Dir: Isaac Florentine
Star: Scott Adkins, Mario Van Peebles, Steven Elder, Matthew Garbacz
“Violence solves nothing,” says single father Richard (Adkins) earnestly, to his teenage son Taylor (Garbacz), after the latter gets into a fight at his Mexican school. I laughed like a fucking drain at this, because both Adkins and Florentine have made their entire careers out of movies where violence isn’t just a solution, it’s the only solution. This doesn’t break any new ground there. Violence begins solving things just after the 19-minute mark, and pretty much doesn’t stop thereafter. Though at the end, Richard pauses the carnage, in order to teach Taylor a valuable life-lesson. I’m sure we can all agree, that’s what is important her… Goddammit, I almost managed to type that all out with a straight face.

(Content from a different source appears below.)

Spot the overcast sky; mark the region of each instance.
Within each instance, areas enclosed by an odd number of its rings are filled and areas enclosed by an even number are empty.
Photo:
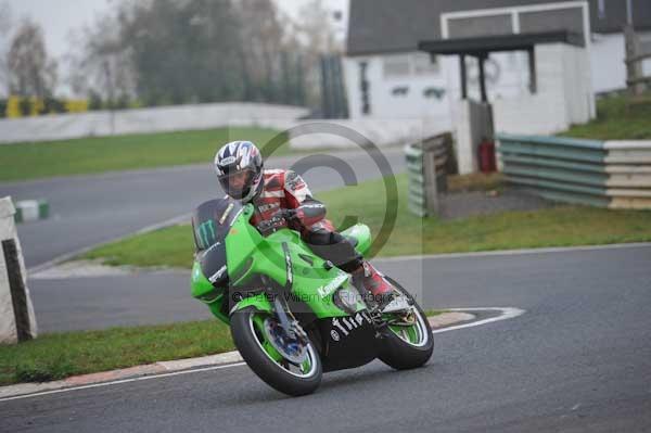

In between times, drug cartel boss Mzano (Van Peebles) kidnaps Taylor in order to coerce Richard to do his will. For Dad was a British special agent, codename “Nero”, in his previous life, and Mzano wants to use those very particular set of skills, to wipe out all his cartel rivals. You will likely be unsurprised to hear, that once Nero takes care of Mzano’s business, he’s coming right after the boss, in order to retrieve Taylor. Complicating matters, at least slightly, is the presence of Nero’s old boss at Mzano’s side. His permanently nervous expression can be explained by being thoroughly aware of just how good his ex-employee is at… solving problems with violence, shall we say.
This is extremely straightforward and thoroughly linear. Richard has to make his way through three levels of cartel hoods, then take on the Boss Level. The only slight wrinkle is the camera attached to him, so Mzano and his henchmen can watch and cheer him on. Must say, after seeing “…and Mario Van Peebles” in the credits, I was expecting little more than a cameo. But he’s genuinely second-billed and seems to be having fun with it. Less impressive, and this was equally much a surprise, was the largely underwhelming action. Adkins and Florentine have turned out some top-notch stuff before, but thus feels like opportunities were wasted. I mean, what’s the point of having your hero fight his way up multiple floors of a strip-club, if nobody gets hurled off the balcony, to plummet down? Well, save for the MexiTitties.
The only scene which shows anything much in the way of consistent invention sees Richard fighting multip;e minions, with his hands literally tied behind his back (top). There’s also a scene where he knocks one opponent out by breaking a plate on his head, then uses the shard he’s left holding to cut another’s throat. However, it feels as if the rest of the action world might have caught up significantly, since the Fiorentine/Adkins partnership was in its prime. In a post-John Wick 3/The Night Comes For Us world, this feels just short of adequate.
This review is part of Project Adkins, covering the movies of Scott Adkins.